Crossing the border into Albania and the Koman Lake ferry

It was about 28° as we set off with our backpacks to a random street corner in Ulcinj waiting for a shared car to take us to Shkoder in Albania. Our instructions were to wait beside an abandoned fire truck, which also happened to be where the neighbourhood bins were stored and overflowing, causing a feeding frenzy of feral cats. Luckily the car arrived as promised but just as we arrived at the border with heard a familiar noise and Craig announced “we’ve got a flat tyre”. This happens far too often with us. After about 30 minutes we were back on our way to Shkoder. We were happy to discover the food was very cheap in Albania so we could finally treat ourselves to some meals out.

Shkoder was a really pleasant town, it had a colonial feel to the buildings with pastel painted fronts and wooden shutters. There were a few pedestrian streets with plenty of cafes and restaurants and they all seemed to be popular with young locals, even on a weekday. We made our way to a busy eatery for dinner and the wait staff were delightful. We didn’t have a huge meal but a big Greek salad, small moussaka and two pints cost about €10. Then we made our way to one of the many gelato shops and couldn’t believe how good it was. For about 40 cents we got a scoop of the creamiest gelato imaginable. It was so good we went back three times and tried as many flavours as possible.

For breakfast the next morning we popped across the road to a cafe where we got two macchiatos, two cappuccinos, two burek pastries stuffed with spinach and a chocolate croissant for €4. And dinner was a pizza and chips for €5 so we were very happy to wine and dine at those prices. We also visited a castle to the south of the city but it didn’t wow us, most historic sights don’t to be honest as our main interest is nature. The heat was quite suffocating too so we found the walk there quite tough and pointless.

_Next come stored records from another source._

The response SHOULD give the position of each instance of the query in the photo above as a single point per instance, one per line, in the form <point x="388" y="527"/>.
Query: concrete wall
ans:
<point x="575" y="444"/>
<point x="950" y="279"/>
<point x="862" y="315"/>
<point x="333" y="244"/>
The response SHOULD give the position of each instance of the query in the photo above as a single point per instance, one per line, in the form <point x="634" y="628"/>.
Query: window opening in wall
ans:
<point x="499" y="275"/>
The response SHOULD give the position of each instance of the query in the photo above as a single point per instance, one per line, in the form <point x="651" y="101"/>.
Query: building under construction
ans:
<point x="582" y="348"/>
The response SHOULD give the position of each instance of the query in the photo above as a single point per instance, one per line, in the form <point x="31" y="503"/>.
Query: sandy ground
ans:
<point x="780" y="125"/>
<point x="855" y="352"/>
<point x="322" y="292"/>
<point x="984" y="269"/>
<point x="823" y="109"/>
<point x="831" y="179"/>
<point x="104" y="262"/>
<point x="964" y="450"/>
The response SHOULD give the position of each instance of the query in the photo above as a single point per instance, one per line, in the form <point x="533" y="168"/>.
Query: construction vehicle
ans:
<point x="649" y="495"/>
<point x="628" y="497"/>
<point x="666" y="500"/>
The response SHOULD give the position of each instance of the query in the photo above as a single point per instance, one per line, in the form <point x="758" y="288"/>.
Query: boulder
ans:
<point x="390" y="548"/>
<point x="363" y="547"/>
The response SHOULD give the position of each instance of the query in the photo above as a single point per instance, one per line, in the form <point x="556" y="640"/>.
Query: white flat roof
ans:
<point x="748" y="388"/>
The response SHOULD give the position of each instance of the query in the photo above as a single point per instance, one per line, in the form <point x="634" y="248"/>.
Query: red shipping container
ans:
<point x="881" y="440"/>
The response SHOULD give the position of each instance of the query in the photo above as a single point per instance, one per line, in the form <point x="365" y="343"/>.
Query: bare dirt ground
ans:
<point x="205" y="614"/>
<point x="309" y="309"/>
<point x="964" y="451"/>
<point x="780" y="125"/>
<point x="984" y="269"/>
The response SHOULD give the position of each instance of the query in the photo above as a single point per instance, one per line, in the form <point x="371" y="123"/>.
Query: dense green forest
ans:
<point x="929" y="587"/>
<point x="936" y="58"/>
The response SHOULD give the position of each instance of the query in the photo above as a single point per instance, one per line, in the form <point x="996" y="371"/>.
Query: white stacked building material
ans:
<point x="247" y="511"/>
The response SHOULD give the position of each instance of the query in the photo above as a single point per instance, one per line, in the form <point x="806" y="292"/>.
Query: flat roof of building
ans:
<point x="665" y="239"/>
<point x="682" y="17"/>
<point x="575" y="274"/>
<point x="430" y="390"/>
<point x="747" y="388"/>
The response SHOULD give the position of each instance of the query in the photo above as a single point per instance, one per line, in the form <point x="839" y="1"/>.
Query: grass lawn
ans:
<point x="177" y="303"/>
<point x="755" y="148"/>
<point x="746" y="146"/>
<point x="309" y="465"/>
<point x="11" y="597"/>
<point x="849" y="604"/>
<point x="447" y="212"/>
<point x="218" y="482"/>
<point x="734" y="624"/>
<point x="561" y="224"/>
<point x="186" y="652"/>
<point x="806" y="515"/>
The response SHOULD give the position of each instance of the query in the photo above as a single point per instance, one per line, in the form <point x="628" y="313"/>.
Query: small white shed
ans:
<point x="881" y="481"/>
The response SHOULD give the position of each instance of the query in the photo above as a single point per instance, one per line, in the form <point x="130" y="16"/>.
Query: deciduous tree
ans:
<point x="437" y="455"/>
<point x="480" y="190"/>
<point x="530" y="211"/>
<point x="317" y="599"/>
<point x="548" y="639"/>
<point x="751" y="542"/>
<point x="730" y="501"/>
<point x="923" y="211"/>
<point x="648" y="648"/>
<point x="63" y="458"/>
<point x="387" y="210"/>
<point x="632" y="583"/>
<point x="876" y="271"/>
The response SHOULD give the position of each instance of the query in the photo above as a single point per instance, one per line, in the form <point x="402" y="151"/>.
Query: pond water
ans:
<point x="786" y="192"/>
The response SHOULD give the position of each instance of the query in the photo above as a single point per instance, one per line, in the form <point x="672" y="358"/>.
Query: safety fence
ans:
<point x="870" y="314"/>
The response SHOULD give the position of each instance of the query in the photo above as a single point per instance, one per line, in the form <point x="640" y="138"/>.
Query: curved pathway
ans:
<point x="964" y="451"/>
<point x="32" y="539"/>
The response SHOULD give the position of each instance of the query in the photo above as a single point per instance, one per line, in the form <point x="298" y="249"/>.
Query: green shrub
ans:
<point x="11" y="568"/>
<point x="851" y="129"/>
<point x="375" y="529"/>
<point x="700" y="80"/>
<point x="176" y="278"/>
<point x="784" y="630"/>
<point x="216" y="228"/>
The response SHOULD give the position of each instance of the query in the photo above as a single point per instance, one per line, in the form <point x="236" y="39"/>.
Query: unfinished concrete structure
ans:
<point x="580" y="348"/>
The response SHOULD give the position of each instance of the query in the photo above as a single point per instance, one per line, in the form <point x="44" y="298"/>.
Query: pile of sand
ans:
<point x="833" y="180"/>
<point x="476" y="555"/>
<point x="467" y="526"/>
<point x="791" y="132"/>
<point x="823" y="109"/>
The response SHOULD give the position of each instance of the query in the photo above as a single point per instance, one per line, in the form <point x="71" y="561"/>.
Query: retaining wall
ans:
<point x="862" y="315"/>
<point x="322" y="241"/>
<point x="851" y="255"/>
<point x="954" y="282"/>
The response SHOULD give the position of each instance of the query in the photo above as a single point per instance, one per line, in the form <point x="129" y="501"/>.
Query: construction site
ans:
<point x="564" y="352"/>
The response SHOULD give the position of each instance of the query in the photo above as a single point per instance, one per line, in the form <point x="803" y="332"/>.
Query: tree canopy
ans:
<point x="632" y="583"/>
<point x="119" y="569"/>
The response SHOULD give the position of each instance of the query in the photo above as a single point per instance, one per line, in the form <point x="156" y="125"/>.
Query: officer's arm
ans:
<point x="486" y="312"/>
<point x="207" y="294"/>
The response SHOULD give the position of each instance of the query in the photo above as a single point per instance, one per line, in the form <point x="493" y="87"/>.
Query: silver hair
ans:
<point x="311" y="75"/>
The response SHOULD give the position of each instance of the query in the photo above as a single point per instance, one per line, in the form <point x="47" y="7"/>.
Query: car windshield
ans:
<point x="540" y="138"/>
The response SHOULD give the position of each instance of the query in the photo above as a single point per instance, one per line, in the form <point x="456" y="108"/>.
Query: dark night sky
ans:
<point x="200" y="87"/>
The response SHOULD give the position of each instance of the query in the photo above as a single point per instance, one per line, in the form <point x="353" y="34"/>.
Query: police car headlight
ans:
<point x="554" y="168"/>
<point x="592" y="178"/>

The main reason for our visit to Shkoder was to plan our trip to the mountains as minivans leave from here. We also needed to store our main luggage at our rather unhelpful hostel which proved to be more challenging than we’d hoped. Because our transport was at 6am he said we needed to drop our luggage off at the shop downstairs the night before. Just before we got our bags we asked in the shop to confirm it was the right place and received two very blank and confused faces. They had no idea what we were talking about, even with our charades to demonstrate a backpack. So we headed back to our room and frantically messaged the owner with a google view of the road and the shop circled to confirm it was the right place. To which he responded “no…that’s not the shop”. For fuck sake. Turns out it was a strange library bookshop on the 2nd floor of our building and we just went in and left our bags in the photocopy room, hoping they’d be there when we got back a week later.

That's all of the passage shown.